Firebox celebrates 21 years with shift in technology focus

Online retailing pioneer Firebox recently celebrated its 21st anniversary with the decision to move away from relying wholly on in-house technology solutions as it recognises out-of-the-box solutions will enable it to experiment more easily.

Tom Boardman, co-founder of lifestyle retailer Firebox, has headed up its technology function since day one and is excited by the prospect of making this shift from its long established strategy, which will initially see it move its front-end operations onto the Shopify platform.

“We’ve always wanted to do things individually but if we started today we’d use Shopify. It might actually have been the best route to have taken a year or two ago. We want to try new technologies and with this we can do it much more quickly,” he explains.

“The benefit of in-house solutions is that you can fix your own problems. But it does mean it’s down to you to fix them!"Tom Boardman, co-founder, Firebox

Back in the days of telephone orders

Such a move is indicative of how things have changed in online retail because when Firebox was founded in 1998 it did not even view the fledgling internet as its primary channel to market. Its starting point involved advertising its products in the men’s magazines of the day like Loaded and FHM and accepting orders over the telephone.

Its big winner was a chess shots board game that really set it on its way and had Boardman and co-founder Michael Acton Smith busily sourcing all the separate components and packaging the completed product.

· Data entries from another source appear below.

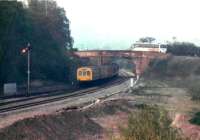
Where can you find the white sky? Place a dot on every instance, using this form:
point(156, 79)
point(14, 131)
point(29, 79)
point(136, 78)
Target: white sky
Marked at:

Smith left the business in 2004 and has since set up Mind Candy, Moshi Monsters and now runs Calm in the US. Boardman and Smith retain a combined stake in the business of almost 70%.

It was not until April 1999 that Boardman created a basic website and back then volumes were very low with only one online order taken in the first week from its selection of 25-30 products. The bulk of sales were driven by a paper catalogue and orders still taken over the phone. However, with the emergence of free online access, fuelled by the launch of Freeserve, the level of web sales built healthily with the best day involving 150 orders.

Despite raising £500,000 from private equity investor New Media Spark, which he admits went quickly, 2001 proved to be a struggle. But saviour came in a single hit product - a 1.0 Megapixel mini digital camera that was sold for £40. “In the pre-Amazon days you could have a product like this, get all the PR, fulfil the orders, and really cash-in,” he recalls.

At this early stage Firebox had the complexity of handling its own fulfilment from a depot in Croydon and would employ as many as 180 people over Christmas. This remained in place until 2013 when it outsourced this aspect, although it still runs its own software solutions for its logistics operation. The company also had the headache at this early stage of having to go into the actual code in order to mark up an item as out-of-stock and to then upload (via dial-up) this new status.

The product range has expanded to 600 SKUs today, which is deemed the ideal number following a brief period in 2011 when 2,000 lines were stocked and Boardman says was an unsuccessful move: “The level of curation went down and it was expensive to stock the range and resulted in a long tail [of thinly-traded items].”

Own brand and B2B

Such has been the incursion of competitors such as Amazon and other businesses using agile platforms like Shopify to set up shops online that Firebox has found it increasingly hard to sell other people’s products. This has led it to focus on building up its own-brand range that now accounts for 40% of sales. There is a team of six within product development, out of a total workforce of 35, which is double the size of the technology team that includes Boardman.

Another area of current day focus is its business-to-business operation that sells products like its Unicorn Tears Gin to large retailers including John Lewis, Next and Oliver Bonas. This now accounts for 25% of revenues and Boardman forecasts it could account for more than half of its turnover within two years on the back of phenomenal growth - that amounted to a hefty 250% last year.

Whether such developments are helped by the move to using the likes of Shopify remains to be seen but Boardman is pretty relaxed about both in-house developments and using external providers. “The benefit of in-house solutions is that you can fix your own problems. But it does mean it’s down to you to fix them! Over the 21 years I’ve found there’s always a way through any problem. What worries you one day is probably forgotten about the next,” he suggests.